In the explosion’s immediate aftermath, villages surrounding the reactor were flattened and all building materials buried; including the unfortunately named village of Kopachi (meaning ‘Gravediggers’ in Ukrainian). Cats and dogs were shot, and pigs and cows relocated. Many thousands were made nuclear IDPs (internally displaced persons), though with inexplicable delays that ultimately cost many lives.
Others villages such as Zalissya - which once boasted a collective farm and cotton factory - were simply abandoned. Bent birch trees now form an arch over the main street, where the Cultural Centre (constructed in 1959) proudly stands, bearing the first reminders of the Soviet Union (a hammer and sickle; a five pointed star). A Lada slowly decays; “testament to the quality of Soviet steel”, my guide claims without a whiff of irony.
The remnants of daily life - the local co-co-operative shop, pieces of clothing, creaky floorboards, a bucket - remind me of the village of Oradour-sur-Glane in France; a living memorial to the 642 inhabitants massacred by the Nazis. Two almost identical scenes and both man-made; one of war, the other of the so-called "peaceful atom" (as nuclear power was dubbed in the Soviet Union).
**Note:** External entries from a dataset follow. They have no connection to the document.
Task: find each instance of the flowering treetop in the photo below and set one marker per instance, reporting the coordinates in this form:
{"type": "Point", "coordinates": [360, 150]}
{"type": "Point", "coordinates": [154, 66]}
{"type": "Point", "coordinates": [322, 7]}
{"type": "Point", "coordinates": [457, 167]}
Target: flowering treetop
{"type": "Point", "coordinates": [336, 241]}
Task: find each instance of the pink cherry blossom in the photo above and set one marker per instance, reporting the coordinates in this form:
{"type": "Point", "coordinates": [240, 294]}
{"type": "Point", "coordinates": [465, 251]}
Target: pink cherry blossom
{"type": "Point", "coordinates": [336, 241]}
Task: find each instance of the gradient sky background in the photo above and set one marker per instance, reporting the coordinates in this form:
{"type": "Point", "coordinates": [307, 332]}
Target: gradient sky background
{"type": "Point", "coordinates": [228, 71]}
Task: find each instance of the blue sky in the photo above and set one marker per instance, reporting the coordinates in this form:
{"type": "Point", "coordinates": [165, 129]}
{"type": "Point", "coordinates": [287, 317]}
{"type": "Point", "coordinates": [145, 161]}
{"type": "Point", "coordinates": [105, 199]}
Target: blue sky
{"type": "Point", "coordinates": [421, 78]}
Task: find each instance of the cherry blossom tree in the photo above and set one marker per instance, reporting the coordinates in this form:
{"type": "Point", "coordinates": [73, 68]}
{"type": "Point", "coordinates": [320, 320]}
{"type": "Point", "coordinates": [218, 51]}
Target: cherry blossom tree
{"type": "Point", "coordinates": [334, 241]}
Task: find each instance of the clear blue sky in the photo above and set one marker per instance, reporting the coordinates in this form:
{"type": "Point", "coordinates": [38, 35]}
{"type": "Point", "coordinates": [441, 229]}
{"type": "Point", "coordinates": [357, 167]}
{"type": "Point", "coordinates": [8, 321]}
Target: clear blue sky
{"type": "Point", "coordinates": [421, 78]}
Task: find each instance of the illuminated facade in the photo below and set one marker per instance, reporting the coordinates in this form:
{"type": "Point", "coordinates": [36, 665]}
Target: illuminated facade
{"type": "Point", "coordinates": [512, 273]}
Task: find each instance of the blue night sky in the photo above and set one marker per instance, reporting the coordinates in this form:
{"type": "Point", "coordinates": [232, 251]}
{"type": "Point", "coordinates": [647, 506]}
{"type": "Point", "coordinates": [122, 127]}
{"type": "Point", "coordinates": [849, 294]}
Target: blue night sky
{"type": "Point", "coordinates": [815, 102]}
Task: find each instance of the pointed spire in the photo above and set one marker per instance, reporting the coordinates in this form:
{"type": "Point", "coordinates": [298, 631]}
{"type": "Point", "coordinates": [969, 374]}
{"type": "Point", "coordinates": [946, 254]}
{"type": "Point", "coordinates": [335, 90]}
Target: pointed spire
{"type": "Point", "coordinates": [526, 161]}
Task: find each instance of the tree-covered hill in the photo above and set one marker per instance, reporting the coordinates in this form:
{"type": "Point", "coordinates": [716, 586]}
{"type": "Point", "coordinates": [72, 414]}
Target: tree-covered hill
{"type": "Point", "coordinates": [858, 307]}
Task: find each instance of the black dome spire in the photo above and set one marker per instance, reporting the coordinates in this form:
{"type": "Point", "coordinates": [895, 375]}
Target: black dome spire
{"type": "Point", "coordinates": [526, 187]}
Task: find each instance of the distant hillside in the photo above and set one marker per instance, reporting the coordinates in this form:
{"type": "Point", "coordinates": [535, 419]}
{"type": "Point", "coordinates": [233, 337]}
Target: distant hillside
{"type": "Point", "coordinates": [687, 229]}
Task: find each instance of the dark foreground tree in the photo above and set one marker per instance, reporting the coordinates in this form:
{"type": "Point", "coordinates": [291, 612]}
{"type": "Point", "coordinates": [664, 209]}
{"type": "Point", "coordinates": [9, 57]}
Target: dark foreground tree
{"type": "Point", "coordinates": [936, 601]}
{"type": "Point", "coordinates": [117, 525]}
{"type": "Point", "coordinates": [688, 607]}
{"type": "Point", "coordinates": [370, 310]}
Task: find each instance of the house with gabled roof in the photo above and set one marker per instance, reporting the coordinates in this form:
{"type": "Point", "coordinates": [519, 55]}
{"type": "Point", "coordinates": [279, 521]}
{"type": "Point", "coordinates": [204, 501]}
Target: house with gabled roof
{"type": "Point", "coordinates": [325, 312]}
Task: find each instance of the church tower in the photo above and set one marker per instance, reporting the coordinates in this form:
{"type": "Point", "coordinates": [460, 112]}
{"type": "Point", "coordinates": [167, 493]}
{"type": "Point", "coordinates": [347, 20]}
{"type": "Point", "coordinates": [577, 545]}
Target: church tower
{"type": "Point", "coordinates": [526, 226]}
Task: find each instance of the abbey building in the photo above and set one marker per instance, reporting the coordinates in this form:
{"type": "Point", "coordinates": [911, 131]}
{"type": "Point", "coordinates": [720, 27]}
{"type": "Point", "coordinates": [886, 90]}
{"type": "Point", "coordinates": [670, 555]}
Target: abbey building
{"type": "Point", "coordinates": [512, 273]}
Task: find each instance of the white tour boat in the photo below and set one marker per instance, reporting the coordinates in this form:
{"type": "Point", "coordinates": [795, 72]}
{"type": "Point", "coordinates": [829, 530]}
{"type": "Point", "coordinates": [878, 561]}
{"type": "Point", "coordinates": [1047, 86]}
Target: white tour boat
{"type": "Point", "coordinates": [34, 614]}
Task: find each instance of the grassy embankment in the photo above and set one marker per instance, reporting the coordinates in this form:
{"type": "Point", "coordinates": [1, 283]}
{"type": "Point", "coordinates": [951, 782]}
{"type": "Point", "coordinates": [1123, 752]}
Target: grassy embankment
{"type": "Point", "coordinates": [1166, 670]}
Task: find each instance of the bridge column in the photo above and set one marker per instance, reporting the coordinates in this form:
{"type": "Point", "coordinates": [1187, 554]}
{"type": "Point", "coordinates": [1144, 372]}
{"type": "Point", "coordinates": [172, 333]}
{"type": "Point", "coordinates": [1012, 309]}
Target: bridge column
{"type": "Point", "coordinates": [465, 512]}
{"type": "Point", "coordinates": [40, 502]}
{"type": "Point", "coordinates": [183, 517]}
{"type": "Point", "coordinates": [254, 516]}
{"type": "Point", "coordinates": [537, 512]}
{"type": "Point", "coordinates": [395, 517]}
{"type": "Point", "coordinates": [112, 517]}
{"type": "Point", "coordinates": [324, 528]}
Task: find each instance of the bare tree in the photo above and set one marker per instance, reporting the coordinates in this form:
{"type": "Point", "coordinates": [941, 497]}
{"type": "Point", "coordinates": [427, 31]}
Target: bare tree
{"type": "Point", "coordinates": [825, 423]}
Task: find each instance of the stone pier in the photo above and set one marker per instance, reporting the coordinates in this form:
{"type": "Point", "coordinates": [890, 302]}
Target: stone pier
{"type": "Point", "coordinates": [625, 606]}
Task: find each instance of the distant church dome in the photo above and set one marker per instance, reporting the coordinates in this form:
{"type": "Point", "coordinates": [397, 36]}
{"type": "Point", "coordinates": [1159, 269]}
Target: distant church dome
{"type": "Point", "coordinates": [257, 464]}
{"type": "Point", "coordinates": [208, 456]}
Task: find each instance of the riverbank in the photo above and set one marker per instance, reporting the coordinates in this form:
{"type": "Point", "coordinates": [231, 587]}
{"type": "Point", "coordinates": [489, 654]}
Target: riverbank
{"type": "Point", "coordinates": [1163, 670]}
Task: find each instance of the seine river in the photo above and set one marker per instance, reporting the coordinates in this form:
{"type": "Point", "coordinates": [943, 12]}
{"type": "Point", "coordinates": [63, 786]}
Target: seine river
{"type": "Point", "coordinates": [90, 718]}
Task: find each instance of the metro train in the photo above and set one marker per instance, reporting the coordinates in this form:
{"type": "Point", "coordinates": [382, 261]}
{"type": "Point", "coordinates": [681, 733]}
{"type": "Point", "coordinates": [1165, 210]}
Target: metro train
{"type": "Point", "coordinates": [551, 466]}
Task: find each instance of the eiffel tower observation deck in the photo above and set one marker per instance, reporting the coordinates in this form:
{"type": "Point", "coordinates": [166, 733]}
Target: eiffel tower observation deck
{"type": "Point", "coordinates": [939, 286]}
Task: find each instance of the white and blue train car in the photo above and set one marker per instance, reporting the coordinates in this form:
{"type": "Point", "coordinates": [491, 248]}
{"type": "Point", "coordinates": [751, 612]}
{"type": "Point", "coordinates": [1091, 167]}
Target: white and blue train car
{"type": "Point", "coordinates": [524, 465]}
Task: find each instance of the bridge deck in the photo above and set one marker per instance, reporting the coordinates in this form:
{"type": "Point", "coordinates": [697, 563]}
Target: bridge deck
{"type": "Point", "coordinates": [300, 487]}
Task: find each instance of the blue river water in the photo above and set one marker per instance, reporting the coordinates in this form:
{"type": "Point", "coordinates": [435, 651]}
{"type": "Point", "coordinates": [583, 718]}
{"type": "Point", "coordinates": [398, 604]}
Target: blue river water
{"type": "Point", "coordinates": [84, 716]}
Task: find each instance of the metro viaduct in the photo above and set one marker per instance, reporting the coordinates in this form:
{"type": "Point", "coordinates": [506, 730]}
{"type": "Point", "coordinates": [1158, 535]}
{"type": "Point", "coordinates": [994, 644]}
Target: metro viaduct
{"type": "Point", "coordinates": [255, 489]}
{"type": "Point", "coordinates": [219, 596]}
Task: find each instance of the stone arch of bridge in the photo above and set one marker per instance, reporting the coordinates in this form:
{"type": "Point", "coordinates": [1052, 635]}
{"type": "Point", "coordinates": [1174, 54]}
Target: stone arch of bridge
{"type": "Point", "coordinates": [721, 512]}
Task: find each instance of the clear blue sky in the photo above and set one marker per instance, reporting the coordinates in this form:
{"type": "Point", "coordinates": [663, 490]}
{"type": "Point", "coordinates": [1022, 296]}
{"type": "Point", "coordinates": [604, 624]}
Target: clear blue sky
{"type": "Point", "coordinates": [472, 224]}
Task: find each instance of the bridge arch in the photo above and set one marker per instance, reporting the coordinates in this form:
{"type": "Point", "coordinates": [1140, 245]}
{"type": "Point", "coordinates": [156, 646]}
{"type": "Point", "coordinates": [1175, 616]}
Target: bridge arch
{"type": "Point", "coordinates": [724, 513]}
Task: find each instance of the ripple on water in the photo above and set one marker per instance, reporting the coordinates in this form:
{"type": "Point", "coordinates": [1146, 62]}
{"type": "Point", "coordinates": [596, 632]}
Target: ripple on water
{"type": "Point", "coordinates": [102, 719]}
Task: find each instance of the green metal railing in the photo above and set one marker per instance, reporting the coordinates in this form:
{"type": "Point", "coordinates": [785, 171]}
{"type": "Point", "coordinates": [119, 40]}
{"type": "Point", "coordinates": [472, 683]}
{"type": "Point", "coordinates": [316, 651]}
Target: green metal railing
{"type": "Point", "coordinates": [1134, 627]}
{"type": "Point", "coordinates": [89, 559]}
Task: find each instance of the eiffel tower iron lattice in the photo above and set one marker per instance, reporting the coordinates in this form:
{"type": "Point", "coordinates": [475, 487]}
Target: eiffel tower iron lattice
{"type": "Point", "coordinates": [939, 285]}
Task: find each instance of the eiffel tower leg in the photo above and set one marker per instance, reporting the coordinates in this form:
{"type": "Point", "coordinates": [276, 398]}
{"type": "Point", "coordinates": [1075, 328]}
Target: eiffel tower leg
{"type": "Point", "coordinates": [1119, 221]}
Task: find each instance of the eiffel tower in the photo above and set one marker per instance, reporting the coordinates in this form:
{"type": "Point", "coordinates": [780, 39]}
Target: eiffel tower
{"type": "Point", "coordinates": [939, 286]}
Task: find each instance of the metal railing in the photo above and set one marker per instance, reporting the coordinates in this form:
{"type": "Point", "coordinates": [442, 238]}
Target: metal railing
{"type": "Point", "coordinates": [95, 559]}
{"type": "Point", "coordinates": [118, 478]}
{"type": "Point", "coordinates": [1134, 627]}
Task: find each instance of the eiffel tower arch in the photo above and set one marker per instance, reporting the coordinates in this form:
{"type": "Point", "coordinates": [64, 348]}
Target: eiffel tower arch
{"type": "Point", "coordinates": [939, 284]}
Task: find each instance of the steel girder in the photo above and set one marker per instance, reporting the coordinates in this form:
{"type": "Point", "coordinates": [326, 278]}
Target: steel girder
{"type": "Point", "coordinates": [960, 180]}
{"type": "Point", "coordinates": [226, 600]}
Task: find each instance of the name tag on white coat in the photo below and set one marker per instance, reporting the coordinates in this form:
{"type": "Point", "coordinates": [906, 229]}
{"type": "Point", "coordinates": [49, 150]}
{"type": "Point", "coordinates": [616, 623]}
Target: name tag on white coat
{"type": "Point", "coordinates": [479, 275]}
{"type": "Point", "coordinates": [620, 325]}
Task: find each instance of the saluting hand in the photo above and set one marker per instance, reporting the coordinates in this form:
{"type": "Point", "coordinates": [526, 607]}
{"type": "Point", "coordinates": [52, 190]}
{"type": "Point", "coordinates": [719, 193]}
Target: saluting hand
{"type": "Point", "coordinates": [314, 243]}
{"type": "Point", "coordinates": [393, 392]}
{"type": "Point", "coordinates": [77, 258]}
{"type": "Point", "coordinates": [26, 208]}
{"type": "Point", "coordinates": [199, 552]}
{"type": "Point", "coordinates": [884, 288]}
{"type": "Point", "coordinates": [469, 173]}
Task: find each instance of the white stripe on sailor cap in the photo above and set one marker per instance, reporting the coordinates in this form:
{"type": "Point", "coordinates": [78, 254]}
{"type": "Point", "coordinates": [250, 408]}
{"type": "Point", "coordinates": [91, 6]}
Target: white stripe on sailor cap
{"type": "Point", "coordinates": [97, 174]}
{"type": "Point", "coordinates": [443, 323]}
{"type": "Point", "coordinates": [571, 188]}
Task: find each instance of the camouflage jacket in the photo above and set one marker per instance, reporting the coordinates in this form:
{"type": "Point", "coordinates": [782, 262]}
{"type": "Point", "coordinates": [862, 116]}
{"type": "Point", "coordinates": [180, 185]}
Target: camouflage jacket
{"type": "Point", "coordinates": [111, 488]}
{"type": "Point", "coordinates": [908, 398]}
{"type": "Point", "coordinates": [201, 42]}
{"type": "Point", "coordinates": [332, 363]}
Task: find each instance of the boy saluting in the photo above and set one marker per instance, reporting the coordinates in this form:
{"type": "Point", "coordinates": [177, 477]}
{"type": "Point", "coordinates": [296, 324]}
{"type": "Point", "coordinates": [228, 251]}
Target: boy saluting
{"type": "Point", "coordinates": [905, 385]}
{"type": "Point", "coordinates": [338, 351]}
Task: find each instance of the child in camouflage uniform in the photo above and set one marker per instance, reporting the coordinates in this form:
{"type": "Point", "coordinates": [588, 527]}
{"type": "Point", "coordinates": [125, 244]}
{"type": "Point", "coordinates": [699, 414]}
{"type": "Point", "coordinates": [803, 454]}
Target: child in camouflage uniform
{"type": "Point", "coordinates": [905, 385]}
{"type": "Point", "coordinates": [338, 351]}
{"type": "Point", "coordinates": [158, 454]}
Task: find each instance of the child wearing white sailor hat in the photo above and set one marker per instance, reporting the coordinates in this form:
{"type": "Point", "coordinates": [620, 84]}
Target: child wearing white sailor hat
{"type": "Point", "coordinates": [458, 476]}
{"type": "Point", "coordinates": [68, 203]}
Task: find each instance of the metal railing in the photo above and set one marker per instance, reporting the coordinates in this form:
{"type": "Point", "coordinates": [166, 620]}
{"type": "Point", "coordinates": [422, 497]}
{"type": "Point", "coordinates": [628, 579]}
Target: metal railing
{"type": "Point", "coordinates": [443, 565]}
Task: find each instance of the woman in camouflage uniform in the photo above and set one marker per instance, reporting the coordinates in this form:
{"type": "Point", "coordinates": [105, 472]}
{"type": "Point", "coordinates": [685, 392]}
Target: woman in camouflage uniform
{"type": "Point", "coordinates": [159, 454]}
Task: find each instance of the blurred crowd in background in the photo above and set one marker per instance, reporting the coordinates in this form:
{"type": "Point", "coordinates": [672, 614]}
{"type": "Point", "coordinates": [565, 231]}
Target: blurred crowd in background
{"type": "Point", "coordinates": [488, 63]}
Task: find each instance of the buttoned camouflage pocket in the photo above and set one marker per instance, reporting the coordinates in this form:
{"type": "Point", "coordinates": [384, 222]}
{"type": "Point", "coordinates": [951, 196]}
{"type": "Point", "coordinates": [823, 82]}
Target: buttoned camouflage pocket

We tour an abandoned kindergarten, where demonic looking dolls await reunion with their rightful owners. Bunk beds are empty and rusting. Sheet music sits on the window sill waiting to be read; the chalkboard eager to educate. Though the Chernobyl disaster was only just over thirty years ago, I wonder how many of these children survived the initial radiation exposure.
The reactor itself - now encased in the world’s largest movable structure - is rather unremarkable; except for the stories of those who fought gallantly to prevent an even worse catastrophe from unfolding, one which could have rendered almost half of Europe uninhabitable. Radiation levels here are 0.55, compared to 0.14 when we left Kyiv. A nearby memorial to the firefighters is dedicated “to those who saved the world.” It is not an overstatement.
The readings on our guide’s dosimeter spike and a nauseating sound is activated in the so-called ‘Red Forest’; its name deriving from the colour the leaves turned due to contamination, before the trees were chopped and buried. Like a gold digger in his pursuit of contamination hotspots, our guide is little deterred by the yellow radiation warning signs (with a symbol resembling an extractor fan). He reels of his years of service and number of children (two) to reassure us.
Further on is the town of Pripyat, where time has all but stopped. Down Lenin boulevard, past empty six-to-eight storey apartment blocks, almost identical to one another, we reach an ‘experimental‘ Soviet supermarket, where shopping trolleys await customers in the fruit and vegetable aisle.
No longer does the amusement park’s yellow ferris wheel turn. Our guide tells us it never really did, save to distract local residents from the uncertainties of the days following the reactor's explosion. The bumper cars have ceased jockeying for position, and the plastic boats have stopped ascending and falling. The nearby stadium may now be overgrown, but queues had already long since ceased to form at the turnstiles.
In the cultural center there is a picture of two Communist functionaries (none of the guides knew their names) and poster with a message from Lenin. “Learn, Learn, Learn” it reads. By now the lesson should be clear, but not necessarily heeded.
As the world flirts with the prospect of another nuclear fallout - whether from rogue leaders or accidents like Fukushima - moving beyond purely academic understandings of the impacts of nuclear catastrophe is more imperative than ever. Digest the writings of Alexievich and the monologues of her subjects, then see first hand some of the lasting impact of such tragedies. Chernobyl is no better starting point.